Address reprint requests to Dr Wong, Department of Surgery, The University of Hong Kong, Queen Mary Hospital, 102 Pokfulam Rd, Hong Kong
Background. The occurrence of multiple primary cancers in the aerodigestive tract is a well-known phenomenon. This study aims to elucidate the incidence and the therapeutic and prognostic implications of a nonesophageal primary cancer in patients with squamous cell carcinoma of the esophagus.
Methods. Between 1982 and 1996, 1,055 patients with esophageal squamous cell carcinoma treated at our institution were reviewed for the presence of an additional primary cancer. The effects of the nonesophageal cancer on treatment of the esophageal carcinoma and survival were analyzed.
Results. Among 1,055 patients, 114 nonesophageal primary cancers were documented in 100 patients (9.5%), 70% of which were aerodigestive tract cancers. Forty-seven patients had antecedent tumors and 43 had synchronous tumors.
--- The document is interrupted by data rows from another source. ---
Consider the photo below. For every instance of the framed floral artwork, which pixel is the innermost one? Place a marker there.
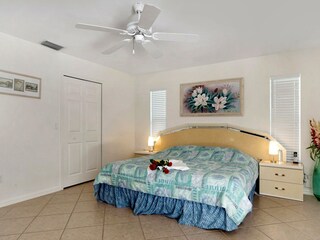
(19, 84)
(212, 98)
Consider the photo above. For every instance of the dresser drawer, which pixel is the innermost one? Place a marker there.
(281, 189)
(281, 174)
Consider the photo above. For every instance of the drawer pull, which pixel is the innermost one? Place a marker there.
(282, 175)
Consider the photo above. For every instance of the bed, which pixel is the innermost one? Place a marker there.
(215, 193)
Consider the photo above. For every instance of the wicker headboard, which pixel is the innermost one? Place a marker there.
(251, 142)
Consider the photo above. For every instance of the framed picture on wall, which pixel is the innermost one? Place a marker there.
(19, 84)
(212, 98)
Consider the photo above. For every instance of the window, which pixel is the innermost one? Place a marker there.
(285, 113)
(158, 112)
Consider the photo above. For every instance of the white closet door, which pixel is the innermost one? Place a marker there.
(80, 131)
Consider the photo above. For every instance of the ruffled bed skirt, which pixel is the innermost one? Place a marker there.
(186, 212)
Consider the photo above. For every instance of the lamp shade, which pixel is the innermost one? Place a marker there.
(273, 148)
(150, 141)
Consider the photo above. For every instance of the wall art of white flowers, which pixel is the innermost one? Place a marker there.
(221, 97)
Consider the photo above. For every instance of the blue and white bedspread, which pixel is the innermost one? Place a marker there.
(220, 177)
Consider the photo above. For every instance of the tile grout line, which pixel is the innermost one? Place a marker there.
(104, 220)
(141, 227)
(24, 231)
(71, 214)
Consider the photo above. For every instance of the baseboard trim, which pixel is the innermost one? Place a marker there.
(307, 191)
(29, 196)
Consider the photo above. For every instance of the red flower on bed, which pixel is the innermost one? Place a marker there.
(165, 170)
(156, 164)
(153, 166)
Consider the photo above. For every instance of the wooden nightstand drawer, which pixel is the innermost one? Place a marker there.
(281, 189)
(281, 174)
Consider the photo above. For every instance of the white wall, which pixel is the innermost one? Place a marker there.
(29, 128)
(256, 73)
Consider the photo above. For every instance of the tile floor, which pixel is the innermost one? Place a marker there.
(74, 214)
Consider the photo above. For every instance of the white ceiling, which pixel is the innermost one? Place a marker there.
(228, 29)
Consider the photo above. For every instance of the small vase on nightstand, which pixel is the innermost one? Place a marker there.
(316, 179)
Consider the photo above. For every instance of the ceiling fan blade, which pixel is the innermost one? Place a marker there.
(100, 28)
(148, 16)
(117, 46)
(176, 37)
(151, 48)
Treatment strategies for esophageal carcinoma in these patients were similar to patients without multiple tumors, not influenced by the nonesophageal tumor except in 6 patients. The overall survival of patients with antecedent tumors, synchronous tumors, and without multiple tumors was similar (median survival, 8.6, 8.5, and 8.8 months, respectively) (p = 0.84). Subsequent primary cancers developed in 10 patients (0.9%), 9 of them with previous curative resection of esophageal cancer, and all died of the subsequent cancer.
Conclusions. There is a high incidence of multiple primary cancers in patients with esophageal carcinoma but the treatment and prognosis of these patients are primarily determined by the esophageal carcinoma itself. Subsequent cancer is, however, a significant cause of death among patients cured of esophageal carcinoma.